Chances are if you’ve ever thought about watercolor painting it was in rather benign terms.
Traditionally regarded as a “ladies’ art,” especially during the Victorian era, watercolors bring to mind gentle landscapes, jars of flowers, and innocuous sentimental scenes. While these types of painting still exist, clearly the genre is changing to embrace new ideas and approaches to a centuries-old tradition.
Part of the goal of the Virginia Watercolor Society, founded in 1979, is to promote and educate the public on all aspects of watercolor painting. It also serves as a venue for its members, creating opportunities for watercolorists to exhibit their art and advance their skills.
The society’s 22nd annual juried exhibition is being held this year at VCU’s Anderson Gallery. With the students away for the summer, the Anderson saw an opportunity to invite a different type of art and audience to its museum.
Consisting of 117 paintings selected from over 700 submissions by 344 members of the society, the show features juror Katherine Chang Lui, a painter and teacher from California, who selected the works to be shown. She also awarded prizes such as “Best in Show,” as well as 27 other awards, all including cash awards.
The works range in subject — figurative studies, landscapes, still lifes, Symbolist-type studies and abstraction. And the technique and style of these varied paintings run the gamut from tightly defined photorealistic compositions to loose, broad, painterly strokes with barely recognizable imagery. The sheer volume of the works makes the point that watercolor is a vibrant medium in Virginia, one that offers the artist numerous means of artistic departure.
At a juried show, one cannot help but be affected by the choices the juror made in doling out prizes. (A blue ribbon and the patron’s name and amount of the award are printed below the artist’s label next to the individual work.) Granted, judging art is a highly subjective process, and I’m sure Ms. Liu had a devil of a time narrowing down prizes to a few dozen. Indeed, she has said her only criterion was “quality”; she added that “two different jurors can select two different shows from the same entries.” Nevertheless, I was interested to discover how opposite my opinions on the works were, in general, to those of the juror.
The “Best in Show” work, Sally Mook’s “Granting Royal Wishes,” is a surreal but strangely obtuse study of a bird sporting a cloak and ring, monkey, jester, fish, alligator, soup tureen and ladle, puppet, egg and apple. The colors were more opaque and dark, atypical of the crowning characteristic of watercolor, which is transparency. Other works awarded prizes included more expressionistic compositions of abstract emotions and states of mind that bordered on the maudlin.
In contrast, there were many luscious landscapes — such as the ones by Faye Henderson and Pauline Lorfano — that received no award. One of my favorites is a small view of a tree and water byway rendered in brown and ochre tones with a texture of a woven mat. Jeannine Barton Regan’s “Inlet to the Sea” is a subtle, brooding work that truly demonstrates the Romantic possibilities of watercolor.

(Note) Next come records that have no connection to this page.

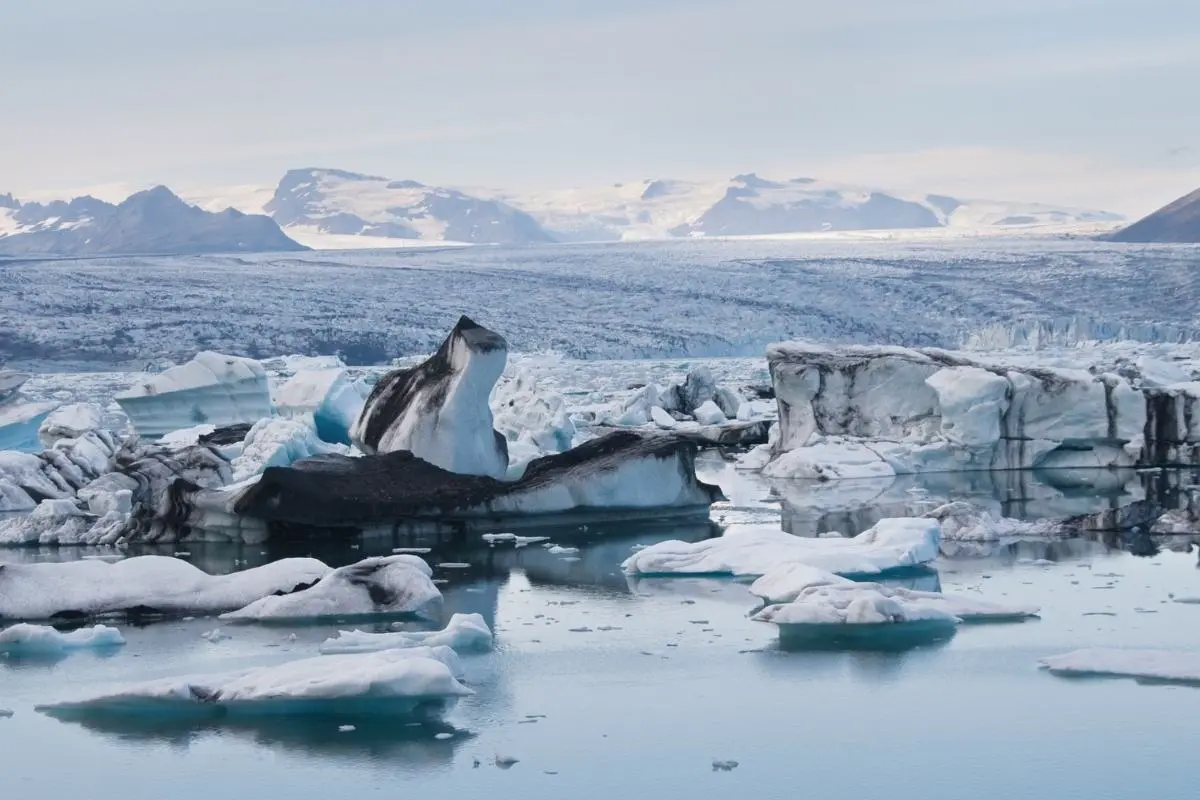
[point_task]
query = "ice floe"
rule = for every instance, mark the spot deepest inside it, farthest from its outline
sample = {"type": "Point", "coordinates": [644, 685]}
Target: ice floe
{"type": "Point", "coordinates": [210, 389]}
{"type": "Point", "coordinates": [397, 683]}
{"type": "Point", "coordinates": [1168, 666]}
{"type": "Point", "coordinates": [375, 587]}
{"type": "Point", "coordinates": [888, 546]}
{"type": "Point", "coordinates": [29, 641]}
{"type": "Point", "coordinates": [150, 584]}
{"type": "Point", "coordinates": [462, 633]}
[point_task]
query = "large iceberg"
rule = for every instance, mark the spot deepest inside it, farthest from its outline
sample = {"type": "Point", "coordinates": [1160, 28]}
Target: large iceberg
{"type": "Point", "coordinates": [892, 545]}
{"type": "Point", "coordinates": [375, 587]}
{"type": "Point", "coordinates": [912, 410]}
{"type": "Point", "coordinates": [210, 389]}
{"type": "Point", "coordinates": [33, 641]}
{"type": "Point", "coordinates": [145, 584]}
{"type": "Point", "coordinates": [463, 633]}
{"type": "Point", "coordinates": [621, 474]}
{"type": "Point", "coordinates": [397, 683]}
{"type": "Point", "coordinates": [438, 410]}
{"type": "Point", "coordinates": [1167, 666]}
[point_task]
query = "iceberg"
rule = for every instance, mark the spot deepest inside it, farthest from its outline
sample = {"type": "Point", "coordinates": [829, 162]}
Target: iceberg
{"type": "Point", "coordinates": [145, 584]}
{"type": "Point", "coordinates": [621, 474]}
{"type": "Point", "coordinates": [210, 389]}
{"type": "Point", "coordinates": [33, 641]}
{"type": "Point", "coordinates": [375, 587]}
{"type": "Point", "coordinates": [1167, 666]}
{"type": "Point", "coordinates": [438, 410]}
{"type": "Point", "coordinates": [71, 421]}
{"type": "Point", "coordinates": [330, 396]}
{"type": "Point", "coordinates": [462, 633]}
{"type": "Point", "coordinates": [918, 410]}
{"type": "Point", "coordinates": [418, 683]}
{"type": "Point", "coordinates": [891, 545]}
{"type": "Point", "coordinates": [19, 423]}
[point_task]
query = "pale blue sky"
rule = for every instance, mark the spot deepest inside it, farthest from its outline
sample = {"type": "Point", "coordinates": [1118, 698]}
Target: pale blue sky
{"type": "Point", "coordinates": [1091, 102]}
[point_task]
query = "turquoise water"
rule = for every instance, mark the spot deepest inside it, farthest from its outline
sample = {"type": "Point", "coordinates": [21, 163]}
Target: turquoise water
{"type": "Point", "coordinates": [669, 677]}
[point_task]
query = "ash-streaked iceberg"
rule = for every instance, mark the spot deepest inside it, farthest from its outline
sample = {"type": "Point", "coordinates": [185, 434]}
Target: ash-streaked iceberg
{"type": "Point", "coordinates": [462, 633]}
{"type": "Point", "coordinates": [413, 684]}
{"type": "Point", "coordinates": [391, 585]}
{"type": "Point", "coordinates": [211, 389]}
{"type": "Point", "coordinates": [889, 546]}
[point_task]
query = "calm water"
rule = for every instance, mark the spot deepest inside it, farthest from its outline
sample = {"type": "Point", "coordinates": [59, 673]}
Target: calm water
{"type": "Point", "coordinates": [670, 675]}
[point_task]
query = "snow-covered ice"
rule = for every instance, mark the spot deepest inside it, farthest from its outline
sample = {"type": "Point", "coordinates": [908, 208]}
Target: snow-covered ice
{"type": "Point", "coordinates": [1169, 666]}
{"type": "Point", "coordinates": [24, 639]}
{"type": "Point", "coordinates": [891, 545]}
{"type": "Point", "coordinates": [210, 389]}
{"type": "Point", "coordinates": [390, 683]}
{"type": "Point", "coordinates": [462, 633]}
{"type": "Point", "coordinates": [375, 587]}
{"type": "Point", "coordinates": [154, 583]}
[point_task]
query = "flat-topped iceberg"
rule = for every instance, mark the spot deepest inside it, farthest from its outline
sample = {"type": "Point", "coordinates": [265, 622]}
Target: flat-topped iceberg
{"type": "Point", "coordinates": [889, 546]}
{"type": "Point", "coordinates": [852, 410]}
{"type": "Point", "coordinates": [145, 584]}
{"type": "Point", "coordinates": [210, 389]}
{"type": "Point", "coordinates": [375, 587]}
{"type": "Point", "coordinates": [462, 633]}
{"type": "Point", "coordinates": [417, 683]}
{"type": "Point", "coordinates": [34, 641]}
{"type": "Point", "coordinates": [1165, 666]}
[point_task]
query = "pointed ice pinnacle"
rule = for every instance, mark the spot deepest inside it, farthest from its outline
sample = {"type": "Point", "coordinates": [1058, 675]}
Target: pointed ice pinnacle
{"type": "Point", "coordinates": [438, 409]}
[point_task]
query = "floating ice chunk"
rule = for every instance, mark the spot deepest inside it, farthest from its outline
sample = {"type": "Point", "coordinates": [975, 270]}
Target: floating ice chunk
{"type": "Point", "coordinates": [849, 603]}
{"type": "Point", "coordinates": [276, 441]}
{"type": "Point", "coordinates": [462, 633]}
{"type": "Point", "coordinates": [330, 396]}
{"type": "Point", "coordinates": [389, 683]}
{"type": "Point", "coordinates": [381, 585]}
{"type": "Point", "coordinates": [19, 425]}
{"type": "Point", "coordinates": [893, 543]}
{"type": "Point", "coordinates": [831, 459]}
{"type": "Point", "coordinates": [965, 522]}
{"type": "Point", "coordinates": [709, 413]}
{"type": "Point", "coordinates": [166, 585]}
{"type": "Point", "coordinates": [211, 388]}
{"type": "Point", "coordinates": [25, 639]}
{"type": "Point", "coordinates": [71, 421]}
{"type": "Point", "coordinates": [1170, 666]}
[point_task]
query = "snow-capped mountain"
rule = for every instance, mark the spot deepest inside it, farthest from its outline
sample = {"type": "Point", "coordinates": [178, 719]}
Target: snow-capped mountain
{"type": "Point", "coordinates": [749, 205]}
{"type": "Point", "coordinates": [341, 203]}
{"type": "Point", "coordinates": [1174, 223]}
{"type": "Point", "coordinates": [150, 222]}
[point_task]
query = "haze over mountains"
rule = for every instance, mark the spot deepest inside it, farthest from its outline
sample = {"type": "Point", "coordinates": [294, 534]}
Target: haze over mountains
{"type": "Point", "coordinates": [337, 209]}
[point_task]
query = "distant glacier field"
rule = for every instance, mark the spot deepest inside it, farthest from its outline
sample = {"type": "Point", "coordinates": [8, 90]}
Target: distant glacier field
{"type": "Point", "coordinates": [700, 298]}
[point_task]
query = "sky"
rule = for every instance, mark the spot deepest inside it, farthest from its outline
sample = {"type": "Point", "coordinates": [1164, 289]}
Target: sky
{"type": "Point", "coordinates": [1081, 102]}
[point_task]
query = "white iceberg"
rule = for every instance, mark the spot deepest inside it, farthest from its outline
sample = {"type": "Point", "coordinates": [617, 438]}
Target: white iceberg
{"type": "Point", "coordinates": [330, 396]}
{"type": "Point", "coordinates": [1169, 666]}
{"type": "Point", "coordinates": [382, 585]}
{"type": "Point", "coordinates": [276, 441]}
{"type": "Point", "coordinates": [19, 423]}
{"type": "Point", "coordinates": [25, 641]}
{"type": "Point", "coordinates": [462, 633]}
{"type": "Point", "coordinates": [891, 545]}
{"type": "Point", "coordinates": [71, 421]}
{"type": "Point", "coordinates": [419, 681]}
{"type": "Point", "coordinates": [862, 603]}
{"type": "Point", "coordinates": [210, 389]}
{"type": "Point", "coordinates": [147, 583]}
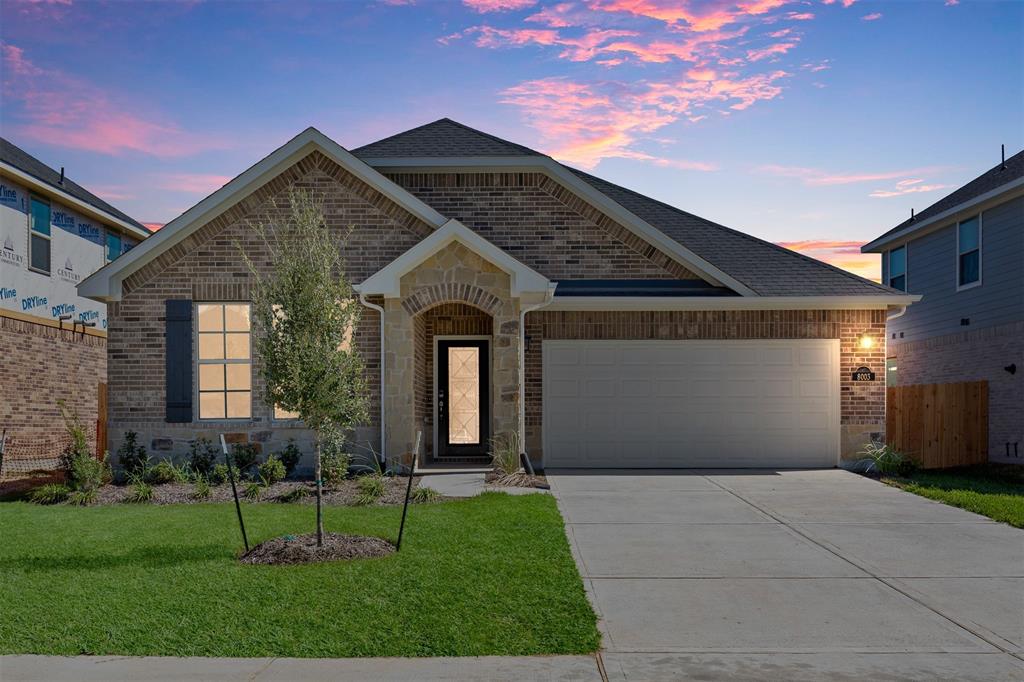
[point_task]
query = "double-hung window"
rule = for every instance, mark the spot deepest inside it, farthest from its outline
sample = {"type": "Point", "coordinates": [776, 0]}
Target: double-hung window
{"type": "Point", "coordinates": [969, 252]}
{"type": "Point", "coordinates": [39, 236]}
{"type": "Point", "coordinates": [897, 268]}
{"type": "Point", "coordinates": [224, 360]}
{"type": "Point", "coordinates": [113, 246]}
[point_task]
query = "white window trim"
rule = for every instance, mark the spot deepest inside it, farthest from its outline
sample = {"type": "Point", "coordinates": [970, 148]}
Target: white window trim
{"type": "Point", "coordinates": [32, 232]}
{"type": "Point", "coordinates": [197, 363]}
{"type": "Point", "coordinates": [972, 285]}
{"type": "Point", "coordinates": [906, 266]}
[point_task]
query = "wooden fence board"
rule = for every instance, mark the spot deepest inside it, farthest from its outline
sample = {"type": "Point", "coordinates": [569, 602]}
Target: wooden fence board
{"type": "Point", "coordinates": [940, 425]}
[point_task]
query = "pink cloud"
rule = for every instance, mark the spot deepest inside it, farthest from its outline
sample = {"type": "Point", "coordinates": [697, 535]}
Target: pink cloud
{"type": "Point", "coordinates": [498, 5]}
{"type": "Point", "coordinates": [64, 111]}
{"type": "Point", "coordinates": [583, 123]}
{"type": "Point", "coordinates": [198, 183]}
{"type": "Point", "coordinates": [818, 177]}
{"type": "Point", "coordinates": [841, 254]}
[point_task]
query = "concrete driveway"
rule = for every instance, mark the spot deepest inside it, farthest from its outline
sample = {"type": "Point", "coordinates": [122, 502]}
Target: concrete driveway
{"type": "Point", "coordinates": [792, 574]}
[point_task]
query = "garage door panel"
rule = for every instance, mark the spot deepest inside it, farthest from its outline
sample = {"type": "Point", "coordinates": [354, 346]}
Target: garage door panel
{"type": "Point", "coordinates": [691, 403]}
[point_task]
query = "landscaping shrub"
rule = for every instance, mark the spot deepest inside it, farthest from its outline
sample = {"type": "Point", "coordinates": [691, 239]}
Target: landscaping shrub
{"type": "Point", "coordinates": [203, 456]}
{"type": "Point", "coordinates": [132, 457]}
{"type": "Point", "coordinates": [218, 475]}
{"type": "Point", "coordinates": [505, 453]}
{"type": "Point", "coordinates": [290, 457]}
{"type": "Point", "coordinates": [271, 471]}
{"type": "Point", "coordinates": [140, 492]}
{"type": "Point", "coordinates": [422, 495]}
{"type": "Point", "coordinates": [82, 498]}
{"type": "Point", "coordinates": [50, 494]}
{"type": "Point", "coordinates": [245, 457]}
{"type": "Point", "coordinates": [163, 472]}
{"type": "Point", "coordinates": [253, 491]}
{"type": "Point", "coordinates": [202, 489]}
{"type": "Point", "coordinates": [371, 489]}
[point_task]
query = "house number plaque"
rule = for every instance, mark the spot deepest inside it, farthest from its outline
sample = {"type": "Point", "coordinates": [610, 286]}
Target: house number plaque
{"type": "Point", "coordinates": [863, 374]}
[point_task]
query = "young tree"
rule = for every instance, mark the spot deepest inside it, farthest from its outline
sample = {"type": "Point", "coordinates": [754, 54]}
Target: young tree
{"type": "Point", "coordinates": [304, 313]}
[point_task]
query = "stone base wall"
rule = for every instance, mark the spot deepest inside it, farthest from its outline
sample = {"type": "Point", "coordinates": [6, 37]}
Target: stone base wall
{"type": "Point", "coordinates": [41, 365]}
{"type": "Point", "coordinates": [976, 355]}
{"type": "Point", "coordinates": [862, 403]}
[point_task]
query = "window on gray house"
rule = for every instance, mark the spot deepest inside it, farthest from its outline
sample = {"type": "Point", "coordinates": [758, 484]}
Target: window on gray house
{"type": "Point", "coordinates": [969, 252]}
{"type": "Point", "coordinates": [897, 268]}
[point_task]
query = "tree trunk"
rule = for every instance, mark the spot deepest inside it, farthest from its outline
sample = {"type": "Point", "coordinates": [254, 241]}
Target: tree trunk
{"type": "Point", "coordinates": [320, 500]}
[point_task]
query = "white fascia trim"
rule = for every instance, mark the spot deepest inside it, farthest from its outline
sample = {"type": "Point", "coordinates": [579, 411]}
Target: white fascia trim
{"type": "Point", "coordinates": [39, 186]}
{"type": "Point", "coordinates": [387, 282]}
{"type": "Point", "coordinates": [597, 199]}
{"type": "Point", "coordinates": [104, 284]}
{"type": "Point", "coordinates": [881, 244]}
{"type": "Point", "coordinates": [731, 303]}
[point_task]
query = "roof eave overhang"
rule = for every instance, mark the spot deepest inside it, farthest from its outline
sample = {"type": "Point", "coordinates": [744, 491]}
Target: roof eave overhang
{"type": "Point", "coordinates": [1003, 193]}
{"type": "Point", "coordinates": [523, 280]}
{"type": "Point", "coordinates": [104, 284]}
{"type": "Point", "coordinates": [731, 303]}
{"type": "Point", "coordinates": [89, 210]}
{"type": "Point", "coordinates": [595, 198]}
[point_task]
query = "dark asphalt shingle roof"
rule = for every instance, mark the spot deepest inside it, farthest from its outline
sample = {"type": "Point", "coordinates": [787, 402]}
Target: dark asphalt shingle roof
{"type": "Point", "coordinates": [443, 137]}
{"type": "Point", "coordinates": [27, 163]}
{"type": "Point", "coordinates": [766, 268]}
{"type": "Point", "coordinates": [990, 179]}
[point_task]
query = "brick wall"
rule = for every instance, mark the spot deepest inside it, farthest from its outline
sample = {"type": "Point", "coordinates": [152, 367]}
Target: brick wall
{"type": "Point", "coordinates": [862, 403]}
{"type": "Point", "coordinates": [40, 365]}
{"type": "Point", "coordinates": [976, 355]}
{"type": "Point", "coordinates": [542, 224]}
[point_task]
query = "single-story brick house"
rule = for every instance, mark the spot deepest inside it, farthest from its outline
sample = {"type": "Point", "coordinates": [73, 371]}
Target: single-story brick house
{"type": "Point", "coordinates": [507, 293]}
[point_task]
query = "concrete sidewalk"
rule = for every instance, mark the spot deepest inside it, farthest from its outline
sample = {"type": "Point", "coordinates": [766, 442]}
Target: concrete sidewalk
{"type": "Point", "coordinates": [152, 669]}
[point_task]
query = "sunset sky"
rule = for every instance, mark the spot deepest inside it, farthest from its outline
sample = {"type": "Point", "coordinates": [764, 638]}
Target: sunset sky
{"type": "Point", "coordinates": [816, 124]}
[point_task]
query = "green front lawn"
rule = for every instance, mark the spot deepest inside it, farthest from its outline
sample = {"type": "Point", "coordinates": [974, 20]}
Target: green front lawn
{"type": "Point", "coordinates": [487, 576]}
{"type": "Point", "coordinates": [993, 491]}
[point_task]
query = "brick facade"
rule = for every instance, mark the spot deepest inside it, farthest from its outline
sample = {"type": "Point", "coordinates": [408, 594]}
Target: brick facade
{"type": "Point", "coordinates": [40, 365]}
{"type": "Point", "coordinates": [862, 403]}
{"type": "Point", "coordinates": [976, 355]}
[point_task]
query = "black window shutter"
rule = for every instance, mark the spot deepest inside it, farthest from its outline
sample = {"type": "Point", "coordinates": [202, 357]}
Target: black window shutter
{"type": "Point", "coordinates": [178, 359]}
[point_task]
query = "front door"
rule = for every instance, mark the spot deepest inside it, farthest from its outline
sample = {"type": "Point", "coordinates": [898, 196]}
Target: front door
{"type": "Point", "coordinates": [463, 397]}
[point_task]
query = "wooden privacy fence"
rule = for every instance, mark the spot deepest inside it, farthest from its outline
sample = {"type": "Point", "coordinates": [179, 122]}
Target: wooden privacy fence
{"type": "Point", "coordinates": [939, 425]}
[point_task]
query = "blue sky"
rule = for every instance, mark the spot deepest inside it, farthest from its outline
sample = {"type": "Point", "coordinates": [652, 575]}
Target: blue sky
{"type": "Point", "coordinates": [809, 121]}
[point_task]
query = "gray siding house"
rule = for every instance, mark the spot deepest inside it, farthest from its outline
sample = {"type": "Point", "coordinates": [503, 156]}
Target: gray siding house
{"type": "Point", "coordinates": [965, 256]}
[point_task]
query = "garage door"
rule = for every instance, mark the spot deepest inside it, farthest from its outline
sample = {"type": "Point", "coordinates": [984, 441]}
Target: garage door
{"type": "Point", "coordinates": [691, 403]}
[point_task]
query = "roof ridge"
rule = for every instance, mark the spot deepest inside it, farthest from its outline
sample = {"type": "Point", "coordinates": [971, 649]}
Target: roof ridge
{"type": "Point", "coordinates": [737, 232]}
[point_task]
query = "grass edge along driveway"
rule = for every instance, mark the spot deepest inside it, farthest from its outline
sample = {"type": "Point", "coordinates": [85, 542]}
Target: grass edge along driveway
{"type": "Point", "coordinates": [992, 491]}
{"type": "Point", "coordinates": [492, 574]}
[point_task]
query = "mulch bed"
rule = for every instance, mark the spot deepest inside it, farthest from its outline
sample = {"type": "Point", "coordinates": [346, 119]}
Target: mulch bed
{"type": "Point", "coordinates": [499, 478]}
{"type": "Point", "coordinates": [182, 494]}
{"type": "Point", "coordinates": [303, 549]}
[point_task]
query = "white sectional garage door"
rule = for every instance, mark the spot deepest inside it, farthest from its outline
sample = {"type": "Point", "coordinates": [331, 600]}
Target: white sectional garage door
{"type": "Point", "coordinates": [691, 403]}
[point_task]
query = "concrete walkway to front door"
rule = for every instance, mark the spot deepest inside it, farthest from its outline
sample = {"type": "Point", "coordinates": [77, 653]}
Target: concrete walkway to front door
{"type": "Point", "coordinates": [792, 576]}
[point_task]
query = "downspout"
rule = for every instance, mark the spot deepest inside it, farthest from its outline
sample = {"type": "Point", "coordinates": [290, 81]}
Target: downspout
{"type": "Point", "coordinates": [380, 310]}
{"type": "Point", "coordinates": [548, 297]}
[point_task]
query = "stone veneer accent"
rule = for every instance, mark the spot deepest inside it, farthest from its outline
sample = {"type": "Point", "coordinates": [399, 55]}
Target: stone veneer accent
{"type": "Point", "coordinates": [453, 274]}
{"type": "Point", "coordinates": [862, 405]}
{"type": "Point", "coordinates": [975, 355]}
{"type": "Point", "coordinates": [40, 365]}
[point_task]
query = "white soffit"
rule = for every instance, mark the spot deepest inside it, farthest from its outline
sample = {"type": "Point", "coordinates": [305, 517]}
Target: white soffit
{"type": "Point", "coordinates": [104, 284]}
{"type": "Point", "coordinates": [387, 282]}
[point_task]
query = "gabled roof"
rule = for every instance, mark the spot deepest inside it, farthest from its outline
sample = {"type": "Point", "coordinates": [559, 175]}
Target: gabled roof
{"type": "Point", "coordinates": [104, 284]}
{"type": "Point", "coordinates": [16, 158]}
{"type": "Point", "coordinates": [387, 281]}
{"type": "Point", "coordinates": [989, 184]}
{"type": "Point", "coordinates": [443, 137]}
{"type": "Point", "coordinates": [767, 268]}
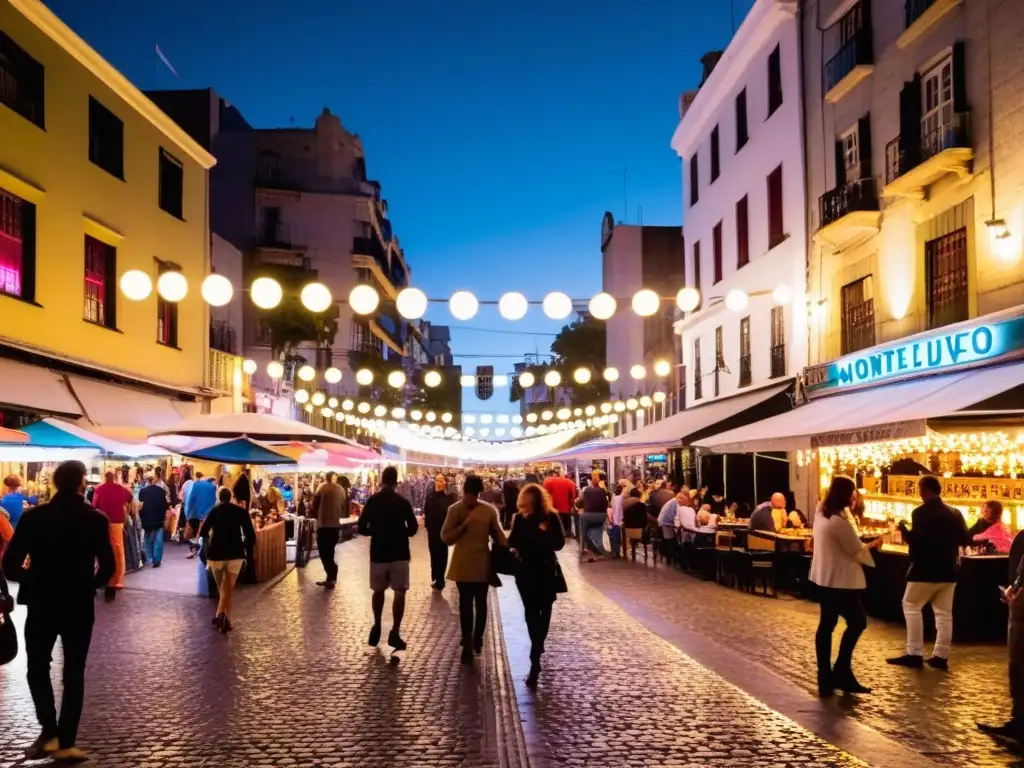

Other exemplary works included a wonderful Chinese brush painting of a poinsettia and sparrow by Marie Kaneko Shaughnessy; a Matisse-like patterned interior by Betty Lockhart Anglin; the primordial abstractions of Martha Rhodes; and the urban, industrial views of Nancy Stark and Erin Foster.
Regardless of one’s opinion of watercolor, this exhibition affords the opportunity to give the medium a second look and to judge for oneself the possibilities of water, pigment, and paper.